屋根より高い鯉のぼり〜♪よ、いずこ? 昔はあちこちで見られた鯉のぼりだが、一般の家が立派なのを上げているのほとんど見なくなってしまった。僕の実家は、鯉のぼりこそなかったが兜を飾ってくれた。これが楽しみで、4月になると早く出そうと両親に迫るもののそうそう簡単には出してくれない。4月の終わりくらい、ちょうどツツジやサツキがブワッとなり始めた頃に出してくれる。ご近所の鯉のぼりも同じような頃に空を泳ぎ始めて、いよいよ大好きな5月の始まりだとワクワクする少年だった。
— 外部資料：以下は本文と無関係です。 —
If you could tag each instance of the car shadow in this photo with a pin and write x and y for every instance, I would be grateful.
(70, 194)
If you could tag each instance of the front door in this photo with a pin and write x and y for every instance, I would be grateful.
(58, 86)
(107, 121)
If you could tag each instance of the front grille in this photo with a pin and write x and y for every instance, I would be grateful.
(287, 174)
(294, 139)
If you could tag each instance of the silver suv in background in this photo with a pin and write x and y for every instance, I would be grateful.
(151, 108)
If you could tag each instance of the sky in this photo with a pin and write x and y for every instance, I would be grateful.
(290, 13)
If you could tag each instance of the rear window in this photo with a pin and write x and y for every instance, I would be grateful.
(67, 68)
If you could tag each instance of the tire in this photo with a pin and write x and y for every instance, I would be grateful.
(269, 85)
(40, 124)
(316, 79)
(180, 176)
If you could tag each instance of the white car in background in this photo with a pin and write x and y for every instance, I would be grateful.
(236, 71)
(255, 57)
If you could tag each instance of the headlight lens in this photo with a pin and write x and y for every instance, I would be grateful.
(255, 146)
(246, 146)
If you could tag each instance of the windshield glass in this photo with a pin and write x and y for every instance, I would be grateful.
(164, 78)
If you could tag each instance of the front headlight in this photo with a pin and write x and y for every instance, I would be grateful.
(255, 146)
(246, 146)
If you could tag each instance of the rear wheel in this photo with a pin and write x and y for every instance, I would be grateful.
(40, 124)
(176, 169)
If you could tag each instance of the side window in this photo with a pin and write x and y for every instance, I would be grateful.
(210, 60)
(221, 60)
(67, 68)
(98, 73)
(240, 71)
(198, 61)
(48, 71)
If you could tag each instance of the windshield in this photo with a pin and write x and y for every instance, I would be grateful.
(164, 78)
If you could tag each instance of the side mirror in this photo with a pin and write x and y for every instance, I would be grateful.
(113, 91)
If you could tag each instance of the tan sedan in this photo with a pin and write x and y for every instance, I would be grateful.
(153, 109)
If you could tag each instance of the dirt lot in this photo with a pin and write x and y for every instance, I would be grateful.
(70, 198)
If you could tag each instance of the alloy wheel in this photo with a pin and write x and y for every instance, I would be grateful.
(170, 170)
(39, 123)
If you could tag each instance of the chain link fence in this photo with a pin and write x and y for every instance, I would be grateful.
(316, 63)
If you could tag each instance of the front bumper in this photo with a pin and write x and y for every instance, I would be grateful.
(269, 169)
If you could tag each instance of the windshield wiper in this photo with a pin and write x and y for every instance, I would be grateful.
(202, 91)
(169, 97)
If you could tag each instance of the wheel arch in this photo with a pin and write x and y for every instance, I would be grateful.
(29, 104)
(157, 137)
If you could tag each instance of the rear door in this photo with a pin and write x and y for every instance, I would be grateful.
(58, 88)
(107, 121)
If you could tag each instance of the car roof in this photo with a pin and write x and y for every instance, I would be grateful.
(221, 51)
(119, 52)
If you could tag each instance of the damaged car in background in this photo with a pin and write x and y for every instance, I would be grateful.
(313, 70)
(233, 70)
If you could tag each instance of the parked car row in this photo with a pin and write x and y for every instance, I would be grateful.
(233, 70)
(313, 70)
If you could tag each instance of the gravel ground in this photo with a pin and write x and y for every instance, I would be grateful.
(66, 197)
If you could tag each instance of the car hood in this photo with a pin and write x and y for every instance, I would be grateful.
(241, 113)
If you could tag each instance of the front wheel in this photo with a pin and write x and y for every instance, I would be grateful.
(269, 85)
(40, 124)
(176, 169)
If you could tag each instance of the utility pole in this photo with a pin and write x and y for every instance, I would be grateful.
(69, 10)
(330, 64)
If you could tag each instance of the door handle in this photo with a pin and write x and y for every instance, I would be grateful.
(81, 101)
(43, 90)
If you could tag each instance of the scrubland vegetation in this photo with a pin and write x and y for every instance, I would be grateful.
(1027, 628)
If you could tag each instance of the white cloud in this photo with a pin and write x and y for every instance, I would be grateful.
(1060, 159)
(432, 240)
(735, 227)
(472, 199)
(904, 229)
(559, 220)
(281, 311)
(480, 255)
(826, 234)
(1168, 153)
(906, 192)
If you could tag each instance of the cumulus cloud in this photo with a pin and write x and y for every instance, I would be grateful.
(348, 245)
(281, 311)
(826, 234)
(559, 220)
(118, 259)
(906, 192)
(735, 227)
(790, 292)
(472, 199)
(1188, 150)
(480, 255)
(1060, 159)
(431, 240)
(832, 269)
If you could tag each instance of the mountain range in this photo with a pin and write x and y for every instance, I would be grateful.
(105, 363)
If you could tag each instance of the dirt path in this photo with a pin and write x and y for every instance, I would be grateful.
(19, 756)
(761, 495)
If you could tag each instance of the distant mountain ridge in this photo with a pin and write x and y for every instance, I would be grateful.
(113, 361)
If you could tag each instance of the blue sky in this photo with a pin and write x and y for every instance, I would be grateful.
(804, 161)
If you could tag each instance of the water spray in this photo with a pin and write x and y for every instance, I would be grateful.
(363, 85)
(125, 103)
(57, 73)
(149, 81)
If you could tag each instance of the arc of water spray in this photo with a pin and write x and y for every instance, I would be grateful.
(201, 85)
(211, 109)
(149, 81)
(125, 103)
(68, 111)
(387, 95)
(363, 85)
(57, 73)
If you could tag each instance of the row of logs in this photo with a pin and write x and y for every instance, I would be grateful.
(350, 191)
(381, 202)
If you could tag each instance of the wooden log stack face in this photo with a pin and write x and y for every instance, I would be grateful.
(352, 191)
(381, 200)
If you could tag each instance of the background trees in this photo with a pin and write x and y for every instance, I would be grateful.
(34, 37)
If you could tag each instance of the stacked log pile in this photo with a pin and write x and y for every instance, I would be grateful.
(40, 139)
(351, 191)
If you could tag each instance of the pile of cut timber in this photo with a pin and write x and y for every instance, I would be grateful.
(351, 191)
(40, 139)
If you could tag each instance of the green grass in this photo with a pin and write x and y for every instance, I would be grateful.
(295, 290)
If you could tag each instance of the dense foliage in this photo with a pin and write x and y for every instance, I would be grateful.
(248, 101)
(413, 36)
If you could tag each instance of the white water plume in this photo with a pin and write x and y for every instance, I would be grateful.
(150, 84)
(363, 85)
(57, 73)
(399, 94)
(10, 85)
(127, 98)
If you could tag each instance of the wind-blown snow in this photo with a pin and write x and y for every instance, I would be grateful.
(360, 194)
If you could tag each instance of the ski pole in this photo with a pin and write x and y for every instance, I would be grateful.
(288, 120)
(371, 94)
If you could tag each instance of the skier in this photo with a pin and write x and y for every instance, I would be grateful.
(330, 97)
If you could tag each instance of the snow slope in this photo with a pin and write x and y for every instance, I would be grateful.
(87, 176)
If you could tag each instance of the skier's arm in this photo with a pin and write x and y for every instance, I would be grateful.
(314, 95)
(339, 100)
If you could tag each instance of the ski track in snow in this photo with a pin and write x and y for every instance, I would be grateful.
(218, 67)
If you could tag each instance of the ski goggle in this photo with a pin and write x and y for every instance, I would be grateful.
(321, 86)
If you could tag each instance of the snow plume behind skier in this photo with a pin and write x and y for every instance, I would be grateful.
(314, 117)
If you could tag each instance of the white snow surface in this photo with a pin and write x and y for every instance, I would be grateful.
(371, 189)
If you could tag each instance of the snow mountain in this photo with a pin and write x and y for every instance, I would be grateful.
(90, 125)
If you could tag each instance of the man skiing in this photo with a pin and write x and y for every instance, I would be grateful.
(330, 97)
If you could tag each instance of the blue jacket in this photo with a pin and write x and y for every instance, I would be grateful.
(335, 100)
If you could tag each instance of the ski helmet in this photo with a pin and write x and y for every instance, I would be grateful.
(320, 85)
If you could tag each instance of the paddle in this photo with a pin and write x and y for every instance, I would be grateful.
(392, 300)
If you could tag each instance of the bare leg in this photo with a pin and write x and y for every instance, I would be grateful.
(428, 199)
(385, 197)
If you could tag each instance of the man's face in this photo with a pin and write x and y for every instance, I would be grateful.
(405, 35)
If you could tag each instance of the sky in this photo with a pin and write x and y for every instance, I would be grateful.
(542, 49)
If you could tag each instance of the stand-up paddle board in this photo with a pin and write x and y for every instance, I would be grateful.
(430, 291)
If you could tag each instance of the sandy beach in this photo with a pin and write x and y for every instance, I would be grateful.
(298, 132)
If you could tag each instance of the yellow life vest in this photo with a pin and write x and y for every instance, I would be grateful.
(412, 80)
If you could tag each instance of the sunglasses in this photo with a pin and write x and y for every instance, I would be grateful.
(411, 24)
そして迎える今日5月5日のお楽しみが、柏餅だった。今では信じられないことだが、ガキの頃はあんこが大好きで、数あるあんこ物の中でも柏餅がキングカズだった。我が家では5月5日にしか食ってはならないとの固い掟があり、この日の開店に合わせて餅菓子屋に駆け込むように買いに行った。やるときはやるというのが我が北村家の習わしで、お袋は「食いたいだけ買ってこい」と言ってくれ「よーし、やったるわい」と、20個とか買ってきて食いまくったものだ。このおかげで、今も5月5日はイメージがすこぶるよい。宿題に攻め込まれる8月31日はあれから随分の月日が経ったのに、いまだにあの日付を見ると気分がよろしくない。
ツツジやサツキも楽しみだった。僕が育った荒川区は路面電車が走っていて、すぐ近所から乗ると飛鳥山に行ける。ここのツツジが見事だった。桜も有名だが、一面に咲くじゅうたんのようなツツジに子供ながら心が踊った。今はどうなっているだろう。
すっかりおっさんになった俺たちだが、何かひとつ子供返りをしてはいかがだろう。年に一度しかない男の子の節句だ。永遠の男の子たちは、新聞紙で兜でも折ってみてはどうだ。僕も今日は目一杯子供返りを楽しむ予定で、もちろんカブトは折る!!